Tom Nelson, captain of the police department's special teams and a 23-year veteran of the force, abruptly retired Jan. 14, shortly after police received questions about the traffic accident, Lt. Dave Parker said.
"We can say he honorably retired shortly after the incident," Parker said.
After 20 years of service, officers are eligible to retire with full benefits, and they can do so without notice at the time of their choosing, Parker said.
The Daily News first inquired about Nelson's accident on Jan. 6, two days after it happened. At the time, deputy police chief Ross Plummer, citing an ongoing investigation, would only say that an unspecified officer was under internal investigation and that a criminal investigation had found no laws had been broken.
This week, Plummer released the accident report but said city attorneys had authorized the department to release only the following statement:
"Tom Nelson separated from the municipality. At the time of his separation he was a captain with the Anchorage Police Department," Plummer said. "The separation is a confidential personnel matter."
He directed inquiries to the city officials, who, citing privacy laws, also would not discuss the result of the internal investigation.
"Based on legal advice, personnel issues are confidential and there is a privacy right in these matters," said Lisa Arnold, acting employee relations director. "We treat all personnel issues as confidential information, so any ... result of an internal investigation would fall under that confidentiality."
Repeated efforts to contact Nelson at his home and through the police department were unsuccessful.

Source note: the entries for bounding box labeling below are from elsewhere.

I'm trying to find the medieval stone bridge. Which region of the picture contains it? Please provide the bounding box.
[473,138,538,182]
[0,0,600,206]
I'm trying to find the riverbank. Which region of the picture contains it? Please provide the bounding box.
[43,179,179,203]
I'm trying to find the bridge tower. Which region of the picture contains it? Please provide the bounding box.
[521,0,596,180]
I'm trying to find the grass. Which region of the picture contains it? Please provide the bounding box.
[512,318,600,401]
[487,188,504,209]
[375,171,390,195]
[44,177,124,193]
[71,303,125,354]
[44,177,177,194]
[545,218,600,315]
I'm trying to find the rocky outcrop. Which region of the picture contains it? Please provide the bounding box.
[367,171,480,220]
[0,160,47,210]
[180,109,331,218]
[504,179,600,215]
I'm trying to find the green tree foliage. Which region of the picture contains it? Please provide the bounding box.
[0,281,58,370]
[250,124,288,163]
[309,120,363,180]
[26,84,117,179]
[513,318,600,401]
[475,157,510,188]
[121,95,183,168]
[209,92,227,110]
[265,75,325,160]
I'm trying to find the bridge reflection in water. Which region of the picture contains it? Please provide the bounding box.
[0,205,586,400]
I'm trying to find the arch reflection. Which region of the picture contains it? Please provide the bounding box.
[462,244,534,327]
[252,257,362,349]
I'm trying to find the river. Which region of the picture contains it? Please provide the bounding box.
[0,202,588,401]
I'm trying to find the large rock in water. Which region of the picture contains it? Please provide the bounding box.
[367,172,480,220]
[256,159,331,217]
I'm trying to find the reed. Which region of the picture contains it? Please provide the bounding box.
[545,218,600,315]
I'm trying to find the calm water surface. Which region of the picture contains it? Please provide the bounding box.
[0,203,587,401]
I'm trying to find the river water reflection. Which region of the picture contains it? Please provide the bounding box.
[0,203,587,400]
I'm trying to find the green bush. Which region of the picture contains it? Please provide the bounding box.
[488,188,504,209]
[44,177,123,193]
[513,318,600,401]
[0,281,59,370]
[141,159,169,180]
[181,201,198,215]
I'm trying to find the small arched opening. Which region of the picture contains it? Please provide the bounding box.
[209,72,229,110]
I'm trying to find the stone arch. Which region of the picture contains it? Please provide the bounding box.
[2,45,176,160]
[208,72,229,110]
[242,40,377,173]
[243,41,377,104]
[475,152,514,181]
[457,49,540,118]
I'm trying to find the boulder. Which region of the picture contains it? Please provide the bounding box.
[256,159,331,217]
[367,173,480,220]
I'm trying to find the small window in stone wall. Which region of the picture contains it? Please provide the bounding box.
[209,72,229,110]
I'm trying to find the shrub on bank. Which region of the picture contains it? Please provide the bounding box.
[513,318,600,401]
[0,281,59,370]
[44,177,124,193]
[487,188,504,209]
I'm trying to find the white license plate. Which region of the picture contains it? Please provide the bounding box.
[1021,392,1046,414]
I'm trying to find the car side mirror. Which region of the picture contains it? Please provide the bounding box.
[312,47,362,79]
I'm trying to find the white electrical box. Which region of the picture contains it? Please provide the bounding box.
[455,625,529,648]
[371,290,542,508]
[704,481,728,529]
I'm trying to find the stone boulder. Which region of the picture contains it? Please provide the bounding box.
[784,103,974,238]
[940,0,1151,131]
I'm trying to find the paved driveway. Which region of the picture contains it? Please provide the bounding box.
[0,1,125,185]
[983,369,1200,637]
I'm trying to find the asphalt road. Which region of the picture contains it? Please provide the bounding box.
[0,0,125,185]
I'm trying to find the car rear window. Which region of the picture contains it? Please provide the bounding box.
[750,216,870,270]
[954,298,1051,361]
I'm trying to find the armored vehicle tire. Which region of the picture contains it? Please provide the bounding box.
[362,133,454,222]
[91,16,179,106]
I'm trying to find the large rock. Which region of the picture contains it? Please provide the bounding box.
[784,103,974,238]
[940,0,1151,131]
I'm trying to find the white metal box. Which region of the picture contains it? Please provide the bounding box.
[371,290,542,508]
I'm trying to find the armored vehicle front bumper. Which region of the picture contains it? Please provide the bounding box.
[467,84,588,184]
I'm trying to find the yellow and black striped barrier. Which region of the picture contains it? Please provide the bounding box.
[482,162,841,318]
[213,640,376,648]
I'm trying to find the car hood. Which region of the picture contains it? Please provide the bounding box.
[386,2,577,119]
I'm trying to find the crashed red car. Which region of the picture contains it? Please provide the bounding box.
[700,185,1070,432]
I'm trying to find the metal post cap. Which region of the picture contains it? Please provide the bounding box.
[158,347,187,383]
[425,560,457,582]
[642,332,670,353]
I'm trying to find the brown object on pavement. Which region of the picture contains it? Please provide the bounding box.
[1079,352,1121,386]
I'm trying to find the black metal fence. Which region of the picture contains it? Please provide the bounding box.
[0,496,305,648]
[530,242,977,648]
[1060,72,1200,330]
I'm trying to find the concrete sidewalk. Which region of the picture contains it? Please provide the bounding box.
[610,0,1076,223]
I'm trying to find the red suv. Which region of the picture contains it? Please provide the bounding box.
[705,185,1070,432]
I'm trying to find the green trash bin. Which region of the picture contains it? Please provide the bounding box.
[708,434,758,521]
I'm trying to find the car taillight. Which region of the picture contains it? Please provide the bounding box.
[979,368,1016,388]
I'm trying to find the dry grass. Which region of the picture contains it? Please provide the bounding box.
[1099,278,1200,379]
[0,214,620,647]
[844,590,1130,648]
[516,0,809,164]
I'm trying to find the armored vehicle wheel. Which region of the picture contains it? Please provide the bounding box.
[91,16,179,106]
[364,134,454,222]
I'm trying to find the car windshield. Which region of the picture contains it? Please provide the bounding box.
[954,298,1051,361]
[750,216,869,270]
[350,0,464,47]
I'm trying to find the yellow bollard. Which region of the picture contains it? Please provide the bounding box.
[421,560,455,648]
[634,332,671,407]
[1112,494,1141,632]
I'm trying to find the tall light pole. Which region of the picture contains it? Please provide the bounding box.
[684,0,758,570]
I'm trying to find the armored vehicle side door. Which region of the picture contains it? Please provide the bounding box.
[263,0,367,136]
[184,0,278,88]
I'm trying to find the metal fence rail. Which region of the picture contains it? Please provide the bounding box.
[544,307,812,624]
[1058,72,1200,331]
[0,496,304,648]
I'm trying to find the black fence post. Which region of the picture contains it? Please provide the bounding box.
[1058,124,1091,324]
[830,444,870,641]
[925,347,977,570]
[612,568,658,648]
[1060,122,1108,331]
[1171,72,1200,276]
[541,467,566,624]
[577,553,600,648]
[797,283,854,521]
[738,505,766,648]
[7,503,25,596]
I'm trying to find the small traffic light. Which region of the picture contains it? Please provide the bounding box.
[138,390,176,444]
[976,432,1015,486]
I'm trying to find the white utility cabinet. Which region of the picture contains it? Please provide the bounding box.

According to the police accident report, Nelson's city-owned vehicle, a bronze Chevrolet Impala, had been heading out of Anchorage on the Glenn Highway along the S-curves the night of Jan. 4. The pavement was dry and the night clear when the vehicle slid off the road before the weigh station and broke down in the median, causing damage to the vehicle in excess of $501, the report says.
Minutes later, a police officer on his way to work pulled onto the Glenn at Hiland Road and headed south. Seeing the vehicle with its headlights on in the center median, he called dispatch to report the distressed vehicle at 10:09 p.m., the report says.
The officer, Jonathan Lee, saw at least two people on the roadway near the passenger door, although he couldn't describe them, the accident report says.
"As I slowed and looked back I saw a vehicle outbound had turned its flashers on near where the vehicle was at," Lee wrote in the report.
By the time officer Shawn Davies arrived on scene at 10:18 p.m., no one was there.
The report indicates a police supervisor, Sgt. Gerard Asselin, was dispatched to Nelson's home to find out what had happened. There, Nelson told Asselin that an unknown vehicle had maneuvered in a way that caused him to crash into the ditch, the report says.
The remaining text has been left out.